Harvest Your Potatoes When the Plants Die

Harvest your potatoes after the plants turn yellow and brown and die back. This ensures that your potatoes are as large and mature as possible. It also improves their storage ability. The plants dying indicates to the potatoes that the growing season is over. 

Potatoes can tolerate a light frost, but it’s generally best to harvest them before your first hard frost is expected.

Don’t Leave Your Potatoes in the Sun

Leaving potatoes in the sun will cause them to turn green. Green potatoes taste bitter, and if you eat enough, it can cause upset stomach, vomiting, and diarrhea. If you have a potato with a green spot, you can trim it off, but if the whole potato is green, compost it.

Harvest Potatoes Carefully

Usually, it’s easiest to lift potatoes from the ground with a garden fork. However, you must do your best to avoid damaging your potatoes. Any potatoes with cuts, insect damage, or bruises should be separated and used immediately or composted if necessary. 

Cure Your Potatoes

Potatoes can’t go straight into storage after harvest. You must cure your potatoes. Curing thickens the potatoes’ skins, allows minor cuts to heal, and slows their respiration (a process where they convert sugar and starches to carbon dioxide and water). 

In an ideal situation, it’s best to cure potatoes at 45 to 60 degrees Fahrenheit and high relative humidity (85 to 95 percent) for two weeks. However, most of us don’t have giant walk-ins or places we can control the temperature and humidity like that. Instead, spread your potatoes out somewhere in your home that’s cool, dark, and relatively moist. A basement, mudroom, outbuilding, or spare bedroom may work. 

Lay your potatoes out in a single layer with space around them. You don’t want them touching each other or piled up; plenty of airflow around them is critical. Leave them to cure for two weeks.

Sort Your Potatoes Again

Go through your potatoes once more before storage. Remove any that have shriveled or those with damage or bruising. One rotten potato can spoil your others in storage!

Store Your Potatoes

Potatoes store best in spaces that are cool, moist, and dark. In a perfect situation, we recommend storing them in a spot that stays between 40 to 45 degrees Fahrenheit with a relative humidity of 90 percent. However, we can’t all create perfect conditions, but you may have a space that would work well. A cool garage, basement, or second refrigerator can work as potato storage. Don’t store them anywhere that they could freeze.
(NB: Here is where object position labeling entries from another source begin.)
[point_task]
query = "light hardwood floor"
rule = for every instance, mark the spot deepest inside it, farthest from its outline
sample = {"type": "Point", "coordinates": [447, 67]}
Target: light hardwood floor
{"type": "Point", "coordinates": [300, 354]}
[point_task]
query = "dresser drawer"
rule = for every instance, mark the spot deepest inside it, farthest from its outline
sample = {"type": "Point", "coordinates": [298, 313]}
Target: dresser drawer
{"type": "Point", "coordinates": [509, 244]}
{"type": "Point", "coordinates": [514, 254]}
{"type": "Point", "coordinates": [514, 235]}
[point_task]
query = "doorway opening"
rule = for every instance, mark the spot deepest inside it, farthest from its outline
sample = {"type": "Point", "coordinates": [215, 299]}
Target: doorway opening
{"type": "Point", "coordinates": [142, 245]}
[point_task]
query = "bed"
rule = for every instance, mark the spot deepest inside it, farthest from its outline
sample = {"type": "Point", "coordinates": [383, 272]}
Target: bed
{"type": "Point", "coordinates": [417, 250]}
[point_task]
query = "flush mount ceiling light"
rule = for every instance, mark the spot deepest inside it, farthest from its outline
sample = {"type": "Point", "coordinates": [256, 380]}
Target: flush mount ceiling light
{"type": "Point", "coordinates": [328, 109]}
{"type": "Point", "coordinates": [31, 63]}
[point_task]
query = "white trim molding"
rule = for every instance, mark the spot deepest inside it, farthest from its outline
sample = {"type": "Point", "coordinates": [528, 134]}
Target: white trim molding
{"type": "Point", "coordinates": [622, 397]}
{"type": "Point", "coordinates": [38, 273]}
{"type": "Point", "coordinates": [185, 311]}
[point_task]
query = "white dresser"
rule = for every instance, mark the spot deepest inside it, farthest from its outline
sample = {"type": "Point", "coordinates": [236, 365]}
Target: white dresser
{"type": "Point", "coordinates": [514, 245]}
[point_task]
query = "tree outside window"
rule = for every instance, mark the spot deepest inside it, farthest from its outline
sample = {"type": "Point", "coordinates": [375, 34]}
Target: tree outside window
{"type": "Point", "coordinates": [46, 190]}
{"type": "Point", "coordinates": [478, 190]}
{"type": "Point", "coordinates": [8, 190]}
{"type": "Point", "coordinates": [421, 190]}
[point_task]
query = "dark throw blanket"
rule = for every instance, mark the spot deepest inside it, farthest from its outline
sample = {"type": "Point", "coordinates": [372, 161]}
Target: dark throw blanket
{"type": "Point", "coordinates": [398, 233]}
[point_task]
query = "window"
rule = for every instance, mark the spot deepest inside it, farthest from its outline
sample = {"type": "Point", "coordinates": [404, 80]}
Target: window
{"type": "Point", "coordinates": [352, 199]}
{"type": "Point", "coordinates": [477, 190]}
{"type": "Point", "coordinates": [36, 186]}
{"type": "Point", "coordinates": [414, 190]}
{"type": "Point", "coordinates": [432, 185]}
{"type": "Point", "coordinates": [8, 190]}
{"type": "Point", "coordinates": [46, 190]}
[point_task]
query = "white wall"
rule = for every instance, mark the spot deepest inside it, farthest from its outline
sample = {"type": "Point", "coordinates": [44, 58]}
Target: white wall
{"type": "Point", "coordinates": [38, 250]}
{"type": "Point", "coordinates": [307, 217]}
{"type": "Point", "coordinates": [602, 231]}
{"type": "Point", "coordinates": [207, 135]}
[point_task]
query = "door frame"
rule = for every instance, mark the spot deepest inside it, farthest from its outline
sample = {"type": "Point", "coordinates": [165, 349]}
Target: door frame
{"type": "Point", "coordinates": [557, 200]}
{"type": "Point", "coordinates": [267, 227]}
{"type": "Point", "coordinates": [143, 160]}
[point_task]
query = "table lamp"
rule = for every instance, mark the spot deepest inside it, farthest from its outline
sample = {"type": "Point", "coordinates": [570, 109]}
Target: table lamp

If you keep your potatoes somewhere above 45 degrees Fahrenheit, they will probably start to sprout in just 2 to 3 months. If you store them in a space with temperatures below 40 degrees Fahrenheit, they may develop a sugary flavor. Placing them back at room temperature for a few days before use should correct this and make them starchy again.


Potatoes are an excellent staple crop for the home gardener. For relatively little effort, they can provide nourishing meals well into the winter months, but good harvesting, curing, and storage practices are essential! Follow these steps when harvesting your potatoes this fall.